Man bekommt zumindest eine Ahnung von ihrer Gründlichkeit, mit der sie die Gedichte entstehen ließ. Eine Strenge, die regelrecht wohltut, weil Reime und Versmaß genau gearbeitet sind. Und das nicht ermüdend, denn so, wie Sibylla mit überraschenden Pointen und Gedanken aufwartet, erfreut sie auch mit ungewöhnlichen Reimen und einem Wortreichtum, der davon erzählt, wie belesen sie gewesen sein muss.

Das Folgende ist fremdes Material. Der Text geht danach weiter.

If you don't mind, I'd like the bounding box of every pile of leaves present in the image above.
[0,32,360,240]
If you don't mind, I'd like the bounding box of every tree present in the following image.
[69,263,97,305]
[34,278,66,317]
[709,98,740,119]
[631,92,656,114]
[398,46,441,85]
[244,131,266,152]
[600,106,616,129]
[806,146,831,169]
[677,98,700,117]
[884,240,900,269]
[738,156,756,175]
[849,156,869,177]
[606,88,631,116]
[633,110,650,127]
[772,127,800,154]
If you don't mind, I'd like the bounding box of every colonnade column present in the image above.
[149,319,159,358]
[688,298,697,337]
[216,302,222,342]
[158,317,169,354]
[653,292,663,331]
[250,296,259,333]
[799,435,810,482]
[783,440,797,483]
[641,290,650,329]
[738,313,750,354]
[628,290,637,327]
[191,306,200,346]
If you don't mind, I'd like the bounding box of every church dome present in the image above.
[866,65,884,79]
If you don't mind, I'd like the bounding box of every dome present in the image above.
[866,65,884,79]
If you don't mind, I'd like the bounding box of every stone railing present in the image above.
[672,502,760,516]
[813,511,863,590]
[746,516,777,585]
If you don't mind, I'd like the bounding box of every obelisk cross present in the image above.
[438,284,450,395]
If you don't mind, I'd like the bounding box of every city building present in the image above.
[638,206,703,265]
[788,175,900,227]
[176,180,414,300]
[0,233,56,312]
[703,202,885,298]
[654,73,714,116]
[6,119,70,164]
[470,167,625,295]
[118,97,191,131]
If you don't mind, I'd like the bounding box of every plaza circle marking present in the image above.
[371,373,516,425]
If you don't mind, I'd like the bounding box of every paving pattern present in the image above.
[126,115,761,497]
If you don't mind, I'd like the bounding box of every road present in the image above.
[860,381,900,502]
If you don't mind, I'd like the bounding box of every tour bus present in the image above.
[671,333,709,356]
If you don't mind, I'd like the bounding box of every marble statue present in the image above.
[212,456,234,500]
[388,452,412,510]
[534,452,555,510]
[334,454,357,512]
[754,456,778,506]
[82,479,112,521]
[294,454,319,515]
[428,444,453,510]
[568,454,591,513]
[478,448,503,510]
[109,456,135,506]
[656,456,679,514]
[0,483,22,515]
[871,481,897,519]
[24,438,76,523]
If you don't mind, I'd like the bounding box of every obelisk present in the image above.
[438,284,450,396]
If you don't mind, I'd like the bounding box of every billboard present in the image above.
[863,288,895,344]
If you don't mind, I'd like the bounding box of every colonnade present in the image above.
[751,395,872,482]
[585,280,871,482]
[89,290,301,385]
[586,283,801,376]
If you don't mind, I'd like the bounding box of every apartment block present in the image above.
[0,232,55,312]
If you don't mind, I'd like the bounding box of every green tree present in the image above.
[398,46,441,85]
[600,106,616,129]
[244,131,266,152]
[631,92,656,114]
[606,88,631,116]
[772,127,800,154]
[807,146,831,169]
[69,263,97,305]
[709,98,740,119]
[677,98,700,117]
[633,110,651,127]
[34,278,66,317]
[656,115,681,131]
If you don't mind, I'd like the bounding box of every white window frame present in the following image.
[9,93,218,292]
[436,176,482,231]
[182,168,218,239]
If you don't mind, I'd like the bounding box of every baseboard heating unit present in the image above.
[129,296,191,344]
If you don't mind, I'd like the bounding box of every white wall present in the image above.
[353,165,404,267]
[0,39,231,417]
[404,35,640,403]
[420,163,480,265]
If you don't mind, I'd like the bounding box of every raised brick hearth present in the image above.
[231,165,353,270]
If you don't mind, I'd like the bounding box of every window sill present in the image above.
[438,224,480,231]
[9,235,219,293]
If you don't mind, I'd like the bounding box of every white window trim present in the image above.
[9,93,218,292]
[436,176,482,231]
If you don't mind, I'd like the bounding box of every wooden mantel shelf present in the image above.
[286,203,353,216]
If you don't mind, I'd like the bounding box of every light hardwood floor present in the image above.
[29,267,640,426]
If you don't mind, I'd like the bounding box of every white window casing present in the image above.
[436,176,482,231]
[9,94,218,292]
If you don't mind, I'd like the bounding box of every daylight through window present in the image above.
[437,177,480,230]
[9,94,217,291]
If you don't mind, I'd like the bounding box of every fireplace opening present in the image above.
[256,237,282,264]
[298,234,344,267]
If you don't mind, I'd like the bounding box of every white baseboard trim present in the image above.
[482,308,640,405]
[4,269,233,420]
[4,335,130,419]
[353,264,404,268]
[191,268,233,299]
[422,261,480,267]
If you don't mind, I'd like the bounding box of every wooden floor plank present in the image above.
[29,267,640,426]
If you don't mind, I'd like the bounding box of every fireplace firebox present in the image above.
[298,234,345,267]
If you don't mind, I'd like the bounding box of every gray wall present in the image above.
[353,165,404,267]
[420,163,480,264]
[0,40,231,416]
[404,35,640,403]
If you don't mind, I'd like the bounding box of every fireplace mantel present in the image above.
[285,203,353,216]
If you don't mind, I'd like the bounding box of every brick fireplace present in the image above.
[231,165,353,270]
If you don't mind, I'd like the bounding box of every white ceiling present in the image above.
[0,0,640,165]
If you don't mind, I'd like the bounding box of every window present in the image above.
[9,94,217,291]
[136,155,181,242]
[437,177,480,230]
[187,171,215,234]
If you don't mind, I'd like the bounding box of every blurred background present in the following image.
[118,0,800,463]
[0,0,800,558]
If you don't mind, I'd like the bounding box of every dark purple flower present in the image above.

Man hört Bürgermeister Christian Schwarz regelrecht brummeln beim Nachhausekommen im Flur, wenn seine kluge Tochter ihn nicht begrüßen kommt: „Liest Sibylla etwa schon wieder?“
Auf zu den Quellen
Nur grimmig gewesen sein wird er nicht, denn die Texte erzählen auch davon, wie der Vater den Bildungseifer seiner Tochter befördert haben muss. Mit der Kritischen Ausgabe von Michael Gratz liegt das Lebenswerk von Sibylla Schwarz jetzt so geordnet vor, wie das nur möglich war.
Versehen mit hunderten Anmerkungen, die die Leser auf zusätzliche Quellen, Hintergründe und mögliche weitere Druckfehler der ursprünglichen Ausgabe verweisen. Und natürlich auf biografische Zusammenhänge, die das Leben der jungen Dichterin in Greifswald und auch auf der kriegsbedingten Flucht in Konturen sichtbar werden lassen.
Und eine gewisse Dankbarkeit gegenüber Samuel Gerlach ist ebenfalls zu spüren. Denn wenn er sich nicht so emsig ans Sammeln von Sibyllas Texten gemacht hätte, wüssten wir heute über Sibyllas Schaffen so gut wie nichts.
Bis auf das, was faule Lexikonautoren immer so gern voneinander abgeschrieben haben, ohne größere Lust, die Quellenlage genauer zu prüfen.
Das hier ist jetzt eine ergiebige Quelle für alle, die bisher noch nicht wussten, dass es in Greifswald eine derart begabte junge Dame gegeben hat.
Sibylla Schwarz Kritische Ausgabe. Band 2 Reinecke & Voß, Leipzig 2022, 24 Euro.